After the Flood

http://www.motherearthnews.com/nature-and-environment/after-the-flood-06-30-08.aspx

I’m bracing myself for my annual Fourth of July visit to my hometown of Cedar Rapids, Iowa. Family members and friends in Cedar Rapids have sent me video clips and photos of the devastating flooding, but I still haven’t been able to completely get my mind around it. They tell me story after story of people who lost everything—their homes submerged, all their possessions piled up on the curb. My mom forwarded me an e-mail from a friend who said, “The sun now shines, summer days seem lovely, water is lowering, but still many, many souls here are damaged. You wish, without the ability, to be able to prevent this from ever happening to anyone, anywhere on this planet....and you get the feeling that nothing will ever be quite the same again for Cedar Rapids.”

The flood caused more than $1 billion worth of damage (most say that estimate is low) in Cedar Rapids alone and wiped out millions of acres of crops on the fields surrounding my city—another blow in itself. Much of my hometown’s prosperity hinges on corn; Cedar Rapidians celebrate the grain with summer festivals and curse it when the smell of the Corn Sweeteners plant wafts over town. When I was growing up, my mom would take us kids downtown to watch Playtime Poppy, a giant dancing ear of corn, at the Children’s Theater; our family could eat three or four dozen ears of sweet corn on a summer night.

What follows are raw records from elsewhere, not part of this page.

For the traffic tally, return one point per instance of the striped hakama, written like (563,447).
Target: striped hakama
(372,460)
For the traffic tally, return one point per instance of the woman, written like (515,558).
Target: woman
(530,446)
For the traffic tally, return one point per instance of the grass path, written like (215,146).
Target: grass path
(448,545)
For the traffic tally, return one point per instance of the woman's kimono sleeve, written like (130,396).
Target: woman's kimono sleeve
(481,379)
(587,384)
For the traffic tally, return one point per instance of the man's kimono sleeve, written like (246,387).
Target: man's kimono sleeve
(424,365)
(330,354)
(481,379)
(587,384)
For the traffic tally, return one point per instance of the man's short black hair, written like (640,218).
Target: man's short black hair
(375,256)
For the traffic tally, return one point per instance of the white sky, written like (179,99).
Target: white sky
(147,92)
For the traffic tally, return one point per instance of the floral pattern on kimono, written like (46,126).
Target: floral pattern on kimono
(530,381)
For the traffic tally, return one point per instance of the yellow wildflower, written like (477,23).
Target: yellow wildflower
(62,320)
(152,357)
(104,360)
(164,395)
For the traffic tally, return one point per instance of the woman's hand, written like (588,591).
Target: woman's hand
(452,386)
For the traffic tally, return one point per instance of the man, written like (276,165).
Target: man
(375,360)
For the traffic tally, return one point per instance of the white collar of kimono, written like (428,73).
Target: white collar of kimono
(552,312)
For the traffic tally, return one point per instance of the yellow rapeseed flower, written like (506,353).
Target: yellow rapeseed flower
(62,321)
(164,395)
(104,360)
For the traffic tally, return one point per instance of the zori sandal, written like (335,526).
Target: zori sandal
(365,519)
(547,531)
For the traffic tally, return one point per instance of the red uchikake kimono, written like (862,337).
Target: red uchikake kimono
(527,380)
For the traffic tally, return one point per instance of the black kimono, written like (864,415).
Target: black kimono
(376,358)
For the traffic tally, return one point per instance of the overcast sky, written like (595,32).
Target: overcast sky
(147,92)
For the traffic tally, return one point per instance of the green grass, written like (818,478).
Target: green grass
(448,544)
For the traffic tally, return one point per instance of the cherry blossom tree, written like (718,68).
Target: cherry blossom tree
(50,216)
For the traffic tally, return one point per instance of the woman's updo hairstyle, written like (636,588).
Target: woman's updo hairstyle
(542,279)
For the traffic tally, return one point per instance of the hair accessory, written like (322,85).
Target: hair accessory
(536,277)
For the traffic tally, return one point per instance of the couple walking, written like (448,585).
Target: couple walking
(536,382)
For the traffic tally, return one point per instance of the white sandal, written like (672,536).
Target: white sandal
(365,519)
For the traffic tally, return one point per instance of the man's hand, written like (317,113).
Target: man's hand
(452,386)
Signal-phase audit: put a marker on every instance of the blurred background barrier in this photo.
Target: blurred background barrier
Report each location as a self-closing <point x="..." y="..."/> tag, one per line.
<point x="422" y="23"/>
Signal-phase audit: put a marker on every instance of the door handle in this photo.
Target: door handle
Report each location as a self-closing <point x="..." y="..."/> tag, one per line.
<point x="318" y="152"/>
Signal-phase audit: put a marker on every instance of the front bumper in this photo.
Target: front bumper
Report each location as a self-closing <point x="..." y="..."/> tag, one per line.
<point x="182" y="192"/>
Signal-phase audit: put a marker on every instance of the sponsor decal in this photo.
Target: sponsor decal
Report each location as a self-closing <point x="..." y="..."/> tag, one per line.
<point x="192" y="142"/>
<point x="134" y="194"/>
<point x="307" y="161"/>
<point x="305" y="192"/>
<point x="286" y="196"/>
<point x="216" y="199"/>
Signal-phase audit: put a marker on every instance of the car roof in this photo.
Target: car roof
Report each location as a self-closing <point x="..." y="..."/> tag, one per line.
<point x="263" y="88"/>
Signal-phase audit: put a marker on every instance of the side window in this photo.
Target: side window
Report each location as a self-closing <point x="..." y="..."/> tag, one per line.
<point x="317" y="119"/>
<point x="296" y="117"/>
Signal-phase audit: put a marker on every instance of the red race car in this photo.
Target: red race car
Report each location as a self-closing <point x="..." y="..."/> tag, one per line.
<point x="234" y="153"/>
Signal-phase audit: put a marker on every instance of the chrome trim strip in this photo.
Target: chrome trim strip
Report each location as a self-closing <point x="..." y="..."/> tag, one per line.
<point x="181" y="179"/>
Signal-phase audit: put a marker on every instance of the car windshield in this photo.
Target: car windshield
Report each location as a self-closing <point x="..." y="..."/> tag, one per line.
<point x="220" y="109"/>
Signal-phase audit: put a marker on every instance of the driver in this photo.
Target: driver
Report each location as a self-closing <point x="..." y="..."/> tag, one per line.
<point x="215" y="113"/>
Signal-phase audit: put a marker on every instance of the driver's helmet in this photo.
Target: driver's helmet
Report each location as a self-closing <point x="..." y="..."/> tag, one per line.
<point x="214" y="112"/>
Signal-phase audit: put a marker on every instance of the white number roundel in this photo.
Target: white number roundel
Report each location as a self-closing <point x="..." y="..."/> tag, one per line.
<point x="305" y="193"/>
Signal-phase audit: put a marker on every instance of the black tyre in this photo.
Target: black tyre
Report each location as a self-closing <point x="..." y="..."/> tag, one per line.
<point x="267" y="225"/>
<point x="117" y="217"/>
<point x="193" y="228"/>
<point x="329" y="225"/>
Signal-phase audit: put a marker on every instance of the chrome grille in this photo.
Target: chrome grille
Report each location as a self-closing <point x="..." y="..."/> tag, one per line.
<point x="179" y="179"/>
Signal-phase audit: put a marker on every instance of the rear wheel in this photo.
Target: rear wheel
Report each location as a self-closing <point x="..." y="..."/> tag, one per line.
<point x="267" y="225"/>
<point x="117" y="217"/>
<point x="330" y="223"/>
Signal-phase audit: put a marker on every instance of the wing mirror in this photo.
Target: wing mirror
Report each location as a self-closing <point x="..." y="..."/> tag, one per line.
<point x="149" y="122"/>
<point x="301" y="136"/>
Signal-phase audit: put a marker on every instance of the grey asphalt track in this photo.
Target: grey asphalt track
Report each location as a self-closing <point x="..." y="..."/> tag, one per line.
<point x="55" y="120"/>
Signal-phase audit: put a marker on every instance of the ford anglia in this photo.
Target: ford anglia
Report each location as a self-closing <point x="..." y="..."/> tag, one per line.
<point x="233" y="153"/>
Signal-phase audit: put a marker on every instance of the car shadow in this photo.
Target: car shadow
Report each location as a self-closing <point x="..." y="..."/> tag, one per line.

There won’t be any sweet corn for our Fourth of July celebration this year, and the theater where we watched Playtime Poppy may or may not survive the damage those floodwaters wrought. It’s been a rotten break for Cedar Rapids—and for all of us, as the loss of those corn crops will surely result in higher food and gas prices nationwide (think high fructose corn syrup and ethanol).  

I head home with trepidation, but I also know Cedar Rapids will rebuild—and in fact, has already started. In another e-mail I received this week, a woman from Cedar Rapids wrote, “The amazing part of it all is how everyone is pulling together and helping one another out....I must say, I AM PROUD TO CALL THE CITY OF FIVE SEASONS MY HOME! We will make it through. Keep holding on.......”

I believe her. And I believe that Thomas Wolfe was wrong…you can go home again. No matter what.